From the user’s point of view, the virtual machine looks like real hardware – as if you are using programs or applications installed on your computer, only this computer is not accurate but virtual.

A VM does not depend on real hardware and can only use the resources that have been added. For example, it reproduces inside itself the code of the operating system installed on it.

By the way, this OS may differ from the operating system installed on the computer. That is, a Linux VM can be running on a Windows computer, and the necessary applications that work with this operating system, but are not suitable for Windows, are installed on it.

Just like that, the virtual machine will not work; there must be a layer between it and the physical equipment – a specialized program called a hypervisor. It kind of copies (emulates) processor time, memory, hard disk, network, and other hardware resources of a physical device, allowing virtual machines to share them.

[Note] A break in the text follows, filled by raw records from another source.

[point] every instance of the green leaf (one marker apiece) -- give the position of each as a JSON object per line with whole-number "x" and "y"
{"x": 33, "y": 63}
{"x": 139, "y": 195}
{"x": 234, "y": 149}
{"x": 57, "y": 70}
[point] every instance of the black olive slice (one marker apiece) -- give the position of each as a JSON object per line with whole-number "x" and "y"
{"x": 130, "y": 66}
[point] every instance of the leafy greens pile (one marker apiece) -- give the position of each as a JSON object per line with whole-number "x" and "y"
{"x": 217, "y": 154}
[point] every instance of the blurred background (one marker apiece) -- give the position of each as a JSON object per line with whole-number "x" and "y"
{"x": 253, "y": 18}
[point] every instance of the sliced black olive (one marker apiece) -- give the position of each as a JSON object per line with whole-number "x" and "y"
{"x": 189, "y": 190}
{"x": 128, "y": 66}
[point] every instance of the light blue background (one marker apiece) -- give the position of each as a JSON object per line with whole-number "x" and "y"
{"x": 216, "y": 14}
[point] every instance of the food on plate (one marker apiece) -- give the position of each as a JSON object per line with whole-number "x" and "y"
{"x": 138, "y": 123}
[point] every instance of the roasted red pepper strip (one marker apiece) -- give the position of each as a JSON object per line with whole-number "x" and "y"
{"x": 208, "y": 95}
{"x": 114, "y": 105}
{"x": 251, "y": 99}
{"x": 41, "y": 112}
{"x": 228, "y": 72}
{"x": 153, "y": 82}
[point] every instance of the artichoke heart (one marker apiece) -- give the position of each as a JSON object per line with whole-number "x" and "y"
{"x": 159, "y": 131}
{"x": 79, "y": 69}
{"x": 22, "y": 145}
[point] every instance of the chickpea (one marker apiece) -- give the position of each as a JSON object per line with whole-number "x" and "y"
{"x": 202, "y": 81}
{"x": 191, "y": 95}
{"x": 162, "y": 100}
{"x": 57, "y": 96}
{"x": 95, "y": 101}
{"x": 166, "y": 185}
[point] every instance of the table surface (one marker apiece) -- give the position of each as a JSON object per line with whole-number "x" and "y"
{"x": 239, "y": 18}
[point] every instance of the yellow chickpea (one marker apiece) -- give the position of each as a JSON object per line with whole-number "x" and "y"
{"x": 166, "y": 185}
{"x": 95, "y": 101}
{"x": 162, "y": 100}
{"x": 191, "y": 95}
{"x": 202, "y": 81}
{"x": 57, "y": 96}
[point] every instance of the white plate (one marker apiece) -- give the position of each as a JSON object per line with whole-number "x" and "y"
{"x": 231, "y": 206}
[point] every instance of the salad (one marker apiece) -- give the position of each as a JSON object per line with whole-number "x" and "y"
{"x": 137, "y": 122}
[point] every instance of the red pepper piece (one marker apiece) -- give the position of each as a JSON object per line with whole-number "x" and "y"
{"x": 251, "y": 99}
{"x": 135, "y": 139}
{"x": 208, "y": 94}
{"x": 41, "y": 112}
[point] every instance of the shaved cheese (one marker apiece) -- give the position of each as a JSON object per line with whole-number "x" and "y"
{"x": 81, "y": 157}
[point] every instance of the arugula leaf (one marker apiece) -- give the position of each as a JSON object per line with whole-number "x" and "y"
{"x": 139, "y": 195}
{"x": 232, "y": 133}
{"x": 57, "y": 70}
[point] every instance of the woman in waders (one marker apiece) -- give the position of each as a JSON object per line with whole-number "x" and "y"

Why Do We Need Virtual Machines?

With their help, you can use physical equipment more efficiently – which means that you need less of it to solve your tasks. Also, using a virtual machine reduces the need for electricity and cooling.

In addition, the benefits of virtual machines are used to simplify backups, infrastructure disaster recovery, new application deployments, and basic system administration tasks – a new VM with the right OS and code can be easily deployed from a virtual image.

Virtual machines are easy to move between physical servers, for example, when you need to replace the equipment with a new one or redistribute the load between servers. This simplifies the management of a cluster, a group of multiple servers. VMs can also be copied to optimize the use of hardware resources.
Different virtual machines on the same physical server usually consume different amounts of resources; that is, one can use all the available physical storage, while the other can store a few files, so balancing the distribution of public resources between VMs is required.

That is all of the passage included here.